The catchers were usually with the pitchers anyway, down at the strings. That was our social circle. Our entertainment was the movie they’d show every night in the theater. The only guys who didn’t go were the ones sneaking off campus. I never snuck out, because I was a nerd and too tired most of the time, but I had roommates who did. A couple of outfielders, Donnie Carroll and Chris Morrow, got out one night by climbing the fence; but there was always a security guard on duty checking for guys coming back. So they got a cab to drop them off at the tree line, made their way through the woods, climbed onto a roof, and dropped down into Dodgertown like commandos. They called it Rambo-style. It was all good, except that while they were gone, one of the coaches, Tom Beyers, stopped by for bed checks, looked around, and saw there was nobody else in my room. A couple of hours later, here they come. The door opens and they start high-fiving each other, like “Hey hey, we made it!” I said, “No, no, you guys are screwed. They had a bed check.” Reggie Smith, the great switch-hitter from the old Red Sox and Dodgers, was in charge of running the players who had been caught the night before on bed check. They were known as Reggie’s Runners. Carroll and Morrow were active members of the club.
In a lot of ways, it wasn’t very smart to go out in Vero Beach. The local guys were always mad that the Dodgers would swoop down and take their girls, so there were plenty of fights. It wasn’t like you could avoid the locals, because there were only a few bars in town. The best one was Bobby’s on the Beach, but we couldn’t go in there because that was the coaches’ bar. Kevin Kennedy and Dave Wallace were responsible for holding up the walls at Bobby’s, and if they saw you in there, you earned yourself a morning reservation with Reggie’s Runners.

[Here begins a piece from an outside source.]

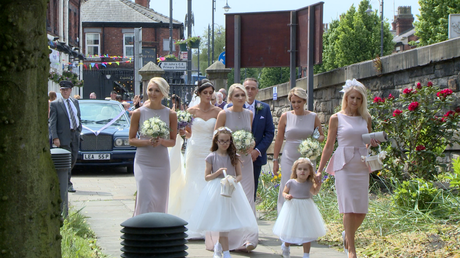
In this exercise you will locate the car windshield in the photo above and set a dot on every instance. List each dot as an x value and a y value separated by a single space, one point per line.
102 113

But Tommy took us out from time to time. Once, a few of us who had done something or other exemplary went to dinner with Tommy and Steve Boros, who was the minor-league field coordinator. Across t
he room, we spotted a cute blond girl with what seemed to be her family. Her brother or whoever it was came up to our table and said, “My sister is here and she would be very interested in one of these young men taking her out for the night.”
Tommy said, “Which one?”
“She said the guy in the red shirt.”
That was me. I gave out a little “woo!” Pretty girl from Canada, it turned out. I felt like it was quite an accomplishment when I made it to second base that night. I hate to sound juvenile about it, but at that time I was juvenile, in a lot of ways. For one, my father considered girls to be among the distractions that he needed to keep out of my path. I also had my mother’s sense of morality instilled in me. I’d been sheltered, somewhat. Combine all that with my focus on baseball, and there were a lot of elements working together to make me socially tentative.

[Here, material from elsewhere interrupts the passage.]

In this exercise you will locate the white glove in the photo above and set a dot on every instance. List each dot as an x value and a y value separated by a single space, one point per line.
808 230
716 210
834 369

I can’t deny that Tommy looked after me in those years—socially, to a small degree, and definitely, in a big way, on matters of baseball. I’ll deny all day that I was ever handed anything I didn’t deserve; but indisputably, he was the steward of my entry into pro ball and conversion to catching—my enabler, so to speak. For those first few spring trainings, Tommy took the extra step of putting Joe Ferguson in charge of my catching education, although Ferguson was certainly not the only one who played a part in it.

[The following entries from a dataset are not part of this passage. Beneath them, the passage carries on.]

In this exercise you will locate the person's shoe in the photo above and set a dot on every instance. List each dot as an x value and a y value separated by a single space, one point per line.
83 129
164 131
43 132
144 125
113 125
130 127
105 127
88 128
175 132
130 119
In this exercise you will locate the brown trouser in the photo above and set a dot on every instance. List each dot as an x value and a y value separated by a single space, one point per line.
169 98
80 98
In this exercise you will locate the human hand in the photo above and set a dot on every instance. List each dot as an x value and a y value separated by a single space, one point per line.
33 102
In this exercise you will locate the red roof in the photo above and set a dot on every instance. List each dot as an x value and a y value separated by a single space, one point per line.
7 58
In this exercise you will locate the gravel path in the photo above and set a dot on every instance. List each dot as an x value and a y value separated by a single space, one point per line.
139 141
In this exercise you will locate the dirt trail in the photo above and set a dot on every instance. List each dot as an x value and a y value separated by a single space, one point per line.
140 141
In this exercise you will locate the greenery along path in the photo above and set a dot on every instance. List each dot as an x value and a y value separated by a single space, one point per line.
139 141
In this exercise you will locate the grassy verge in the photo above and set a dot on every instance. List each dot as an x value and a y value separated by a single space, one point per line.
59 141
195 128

Tommy himself actually had some hands-on input with my catching skills. When he threw BP, he usually wanted a catcher behind the plate. I’d go back there and he’d bounce the ball in the grass and shout, as only Tommy could shout, “Come on, Michael, block that ball!” He was as much a cheerleader as an instructor. But there was no shortage of coaches on call to teach me the mechanics of the position. It was a collective thing between Fergy, Johnny Roseboro, Kevin Kennedy, and Mark Cresse. Ferguson had a body type similar to mine—he was tall—and was able to show me a particular technique of blocking balls in the dirt. Most catchers kick their leg out to stop the ball, but because my legs needed more room I had to angle my feet a little differently. Joe understood that.